In a 4-week repeated dose study (WIL, 2014) inhalation administration of dichloro(dimethyl)silane at targeted concentrations of 5 or 25 ppm (26 or 132 mg/m³) or hydrogen chloride at 50 ppm to rats for 5 days per week for 4 weeks resulted in subacute inflammation, hyperplasia and/or hyperkeratosis of the squamous epithelium and mucous cell hyperplasia of the respiratory epithelium in the anterior nasal cavity, with a clear dose-relationship in incidence and severity between the 5 and 25 ppm dichloro(dimethyl)silane groups for the majority of findings. Exposure to 25 ppm (132 mg/m³) dichloro(dimethyl)silane or 50 ppm hydrogen chloride was also associated with interstitial edema and respiratory epithelial degeneration within the anterior nasal cavity and acute inflammation in the larynx. Generally the incidence and severity of effects were similar in the 25 ppm dichloro(dimethyl)silane and 50 ppm hydrogen chloride groups, or greater in the hydrogen chloride group. The incidence and severity of the effects in the hydrogen chloride exposed group were generally comparable to those noted in the 90-day inhalation study with hydrogen chloride (Toxigenics, 1983). Overall, the histopathology observations in the nasal cavity did not suggest a greater irritant effect for the 25 ppm dichloro(dimethyl)silane group compared with the 50 ppm HCl group.

 

Justification for selection of repeated dose toxicity via oral route - systemic effects endpoint:
Dichloromethyl(3,3,3-trifluoropropyl)silane (CAS 675-62-7) is a highly moisture-sensitive liquid that hydrolyses rapidly in contact with water (half-life of 8 to 12 seconds at pH 4, 7 and 9 at 1.5°C) to methyl(3,3,3-trifluoropropyl)silanediol and hydrogen chloride (HCl). As the substance is corrosive, risk management measures are in place at industrial sites to prevent the potential for human exposure to dichloromethyl(3,3,3-trifluoropropyl)silane. Due to the corrosive nature of the substance it is considered not to be either ethical or scientifically justified to perform repeated dose toxicity testing with dichloromethyl(3,3,3-trifluoropropyl)silane by any route of exposure. As an example, following repeated oral dosing, the corrosive nature of the product could affect the lining of the stomach, giving rise to hyperplasia and a subsequent reduced food intake. This would make the interpretation of any systemic findings difficult.
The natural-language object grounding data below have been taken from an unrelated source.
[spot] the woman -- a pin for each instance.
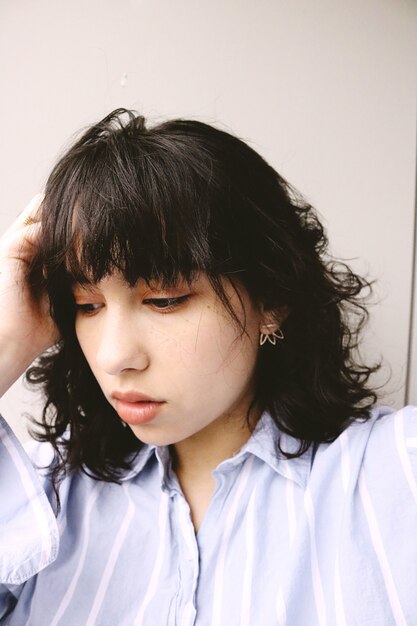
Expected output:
(210, 450)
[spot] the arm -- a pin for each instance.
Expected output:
(28, 530)
(26, 329)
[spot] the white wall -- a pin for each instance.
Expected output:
(325, 90)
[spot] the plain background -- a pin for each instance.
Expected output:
(325, 90)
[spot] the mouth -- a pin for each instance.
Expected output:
(136, 408)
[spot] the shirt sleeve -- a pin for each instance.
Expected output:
(29, 537)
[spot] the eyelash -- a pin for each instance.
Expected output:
(164, 305)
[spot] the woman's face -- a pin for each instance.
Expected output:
(177, 347)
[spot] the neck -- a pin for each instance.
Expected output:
(200, 454)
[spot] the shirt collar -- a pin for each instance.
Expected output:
(263, 444)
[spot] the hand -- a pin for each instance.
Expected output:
(26, 328)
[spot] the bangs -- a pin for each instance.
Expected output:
(133, 206)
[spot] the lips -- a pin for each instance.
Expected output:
(136, 408)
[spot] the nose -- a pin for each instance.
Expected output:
(121, 346)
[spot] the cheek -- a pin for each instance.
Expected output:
(213, 347)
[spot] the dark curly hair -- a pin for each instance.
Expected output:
(171, 201)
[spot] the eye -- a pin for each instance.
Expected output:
(166, 304)
(87, 309)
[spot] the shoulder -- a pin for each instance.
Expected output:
(390, 456)
(380, 452)
(390, 435)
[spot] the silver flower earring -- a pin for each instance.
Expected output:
(271, 337)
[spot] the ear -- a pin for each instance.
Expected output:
(271, 317)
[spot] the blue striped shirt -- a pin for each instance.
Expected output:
(328, 539)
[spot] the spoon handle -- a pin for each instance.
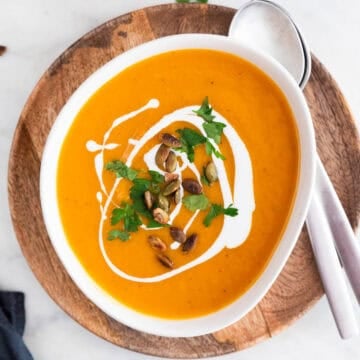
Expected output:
(348, 246)
(330, 270)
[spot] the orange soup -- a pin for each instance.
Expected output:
(181, 155)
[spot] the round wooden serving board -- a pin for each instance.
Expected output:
(297, 288)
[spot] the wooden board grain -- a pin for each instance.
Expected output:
(297, 288)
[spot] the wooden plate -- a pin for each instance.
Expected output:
(297, 288)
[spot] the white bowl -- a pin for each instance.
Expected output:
(236, 310)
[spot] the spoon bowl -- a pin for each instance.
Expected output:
(266, 26)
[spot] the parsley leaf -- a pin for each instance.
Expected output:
(205, 111)
(189, 139)
(214, 130)
(121, 169)
(196, 202)
(216, 210)
(137, 196)
(156, 177)
(128, 215)
(154, 224)
(210, 149)
(118, 234)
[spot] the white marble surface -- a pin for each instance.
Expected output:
(36, 32)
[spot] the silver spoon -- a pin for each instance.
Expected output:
(267, 26)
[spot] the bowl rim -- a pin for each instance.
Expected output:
(48, 194)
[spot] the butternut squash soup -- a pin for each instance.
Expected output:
(176, 180)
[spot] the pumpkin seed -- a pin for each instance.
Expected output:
(177, 234)
(160, 216)
(165, 260)
(163, 202)
(156, 243)
(148, 199)
(171, 187)
(161, 155)
(192, 186)
(170, 140)
(211, 172)
(190, 243)
(171, 162)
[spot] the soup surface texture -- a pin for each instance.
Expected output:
(259, 113)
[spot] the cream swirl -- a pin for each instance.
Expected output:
(235, 229)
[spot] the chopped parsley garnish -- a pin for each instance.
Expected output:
(213, 129)
(121, 170)
(216, 210)
(118, 234)
(205, 111)
(190, 138)
(196, 202)
(128, 215)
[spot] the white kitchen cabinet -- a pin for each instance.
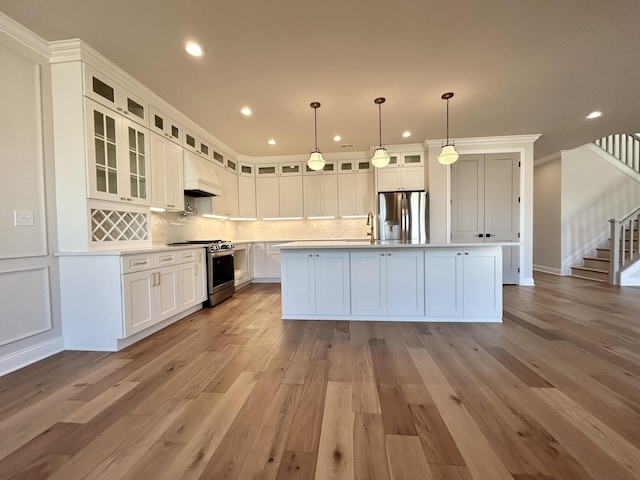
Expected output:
(105, 91)
(165, 126)
(117, 157)
(246, 191)
(191, 279)
(279, 190)
(320, 195)
(166, 174)
(355, 188)
(368, 283)
(196, 144)
(463, 282)
(267, 197)
(404, 172)
(150, 296)
(387, 283)
(317, 283)
(128, 297)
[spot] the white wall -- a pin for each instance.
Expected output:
(30, 327)
(593, 191)
(547, 215)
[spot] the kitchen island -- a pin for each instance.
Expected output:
(345, 280)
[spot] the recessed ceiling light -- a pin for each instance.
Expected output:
(194, 49)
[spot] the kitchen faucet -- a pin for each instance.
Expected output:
(370, 222)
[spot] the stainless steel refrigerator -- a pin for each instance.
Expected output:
(403, 217)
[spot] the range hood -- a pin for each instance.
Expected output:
(201, 178)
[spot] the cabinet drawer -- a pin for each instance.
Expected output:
(165, 258)
(187, 256)
(137, 263)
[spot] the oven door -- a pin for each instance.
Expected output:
(220, 271)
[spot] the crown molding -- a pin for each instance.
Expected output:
(20, 33)
(500, 140)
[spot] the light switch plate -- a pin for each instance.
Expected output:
(23, 218)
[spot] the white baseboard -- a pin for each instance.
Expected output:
(16, 360)
(551, 270)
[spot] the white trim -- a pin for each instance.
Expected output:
(613, 161)
(545, 269)
(23, 35)
(500, 140)
(14, 361)
(548, 158)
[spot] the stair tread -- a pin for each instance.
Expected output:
(590, 269)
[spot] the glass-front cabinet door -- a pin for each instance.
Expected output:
(102, 147)
(138, 163)
(117, 163)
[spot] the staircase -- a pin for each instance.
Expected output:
(597, 267)
(608, 262)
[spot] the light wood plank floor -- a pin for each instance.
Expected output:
(235, 392)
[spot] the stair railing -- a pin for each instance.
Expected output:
(624, 244)
(623, 146)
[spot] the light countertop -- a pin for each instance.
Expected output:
(366, 244)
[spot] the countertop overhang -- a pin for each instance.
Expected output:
(365, 244)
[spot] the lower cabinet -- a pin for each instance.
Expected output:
(317, 283)
(110, 301)
(463, 282)
(438, 283)
(387, 283)
(149, 297)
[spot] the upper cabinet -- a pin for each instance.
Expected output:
(279, 190)
(404, 172)
(355, 187)
(105, 91)
(165, 126)
(117, 157)
(196, 144)
(167, 173)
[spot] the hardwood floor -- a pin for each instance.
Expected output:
(235, 392)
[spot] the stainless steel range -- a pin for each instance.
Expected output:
(220, 269)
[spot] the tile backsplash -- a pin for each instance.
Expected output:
(172, 227)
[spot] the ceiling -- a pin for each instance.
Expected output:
(516, 66)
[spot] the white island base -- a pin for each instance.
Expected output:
(340, 280)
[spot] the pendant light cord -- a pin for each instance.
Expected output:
(380, 122)
(315, 126)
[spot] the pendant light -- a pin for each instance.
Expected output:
(315, 162)
(448, 155)
(380, 157)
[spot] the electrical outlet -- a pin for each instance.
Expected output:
(23, 218)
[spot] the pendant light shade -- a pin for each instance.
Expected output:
(448, 155)
(380, 157)
(315, 162)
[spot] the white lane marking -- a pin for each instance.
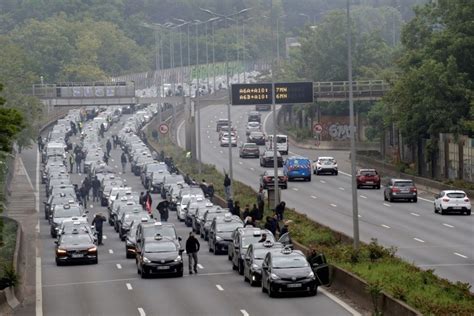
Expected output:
(460, 255)
(244, 312)
(38, 285)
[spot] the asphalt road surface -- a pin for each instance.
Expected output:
(432, 241)
(113, 287)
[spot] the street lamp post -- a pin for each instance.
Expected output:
(355, 211)
(226, 17)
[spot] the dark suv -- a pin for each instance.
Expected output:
(400, 189)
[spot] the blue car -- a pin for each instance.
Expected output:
(297, 168)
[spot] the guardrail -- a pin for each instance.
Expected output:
(339, 90)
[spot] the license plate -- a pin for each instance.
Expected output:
(294, 285)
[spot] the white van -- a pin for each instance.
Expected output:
(282, 143)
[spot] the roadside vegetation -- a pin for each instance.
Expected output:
(379, 266)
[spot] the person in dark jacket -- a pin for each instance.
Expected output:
(162, 208)
(280, 209)
(95, 189)
(192, 248)
(98, 222)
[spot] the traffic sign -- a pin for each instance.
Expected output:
(163, 128)
(317, 128)
(261, 93)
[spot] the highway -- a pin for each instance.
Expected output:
(113, 287)
(432, 241)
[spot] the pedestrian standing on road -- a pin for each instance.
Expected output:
(98, 222)
(109, 147)
(280, 209)
(192, 248)
(148, 202)
(71, 162)
(95, 189)
(227, 184)
(78, 158)
(163, 210)
(123, 159)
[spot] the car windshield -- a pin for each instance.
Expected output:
(166, 231)
(456, 195)
(75, 239)
(403, 184)
(228, 227)
(284, 262)
(156, 247)
(67, 213)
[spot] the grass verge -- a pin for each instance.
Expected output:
(379, 266)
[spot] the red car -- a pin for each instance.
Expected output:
(368, 177)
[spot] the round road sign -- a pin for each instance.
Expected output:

Justification for selection of repeated dose toxicity inhalation - systemic effects endpoint:
A guideline-compliant repeated-dose inhalation study should elicit systemic toxicity at the highest test concentration. Since the local corrosive effects of dichloromethyl(3,3,3-trifluoropropyl)silane would be significant, it is unlikely that any systemic effects would be seen at dose levels made sufficiently low (< 10 ppm) to prevent the known corrosive effects and/or distress in the test species.

Justification for selection of repeated dose toxicity inhalation - local effects endpoint:
Only one study available.

Justification for selection of repeated dose toxicity dermal - systemic effects endpoint:
In accordance with Column 2 of REACH Annex VIII (Section 8.6.1) testing for repeated dose dermal toxicity using a validated test method and relevant guidelines will be omitted. Due to the known corrosive effects of dichloromethyl(3, 3, 3-trifluoropropyl)silane appropriate H-phrases and P-statements are included in the labelling, meaning that repeated skin contact would be unlikely to occur. Any accidental skin contact could cause severe local effects but would be unlikely to cause any systemic effects.

Justification for selection of repeated dose toxicity dermal - local effects endpoint:
Due to the known corrosive effects of dichloromethyl(3, 3, 3-trifluoropropyl)silane appropriate H-phrases and P-statements are included in the labelling, meaning that repeated skin contact would be unlikely to occur.

Justification for classification or non-classification

In the absence of appropriate measured data, the substance is not classified for repeat dose toxicity.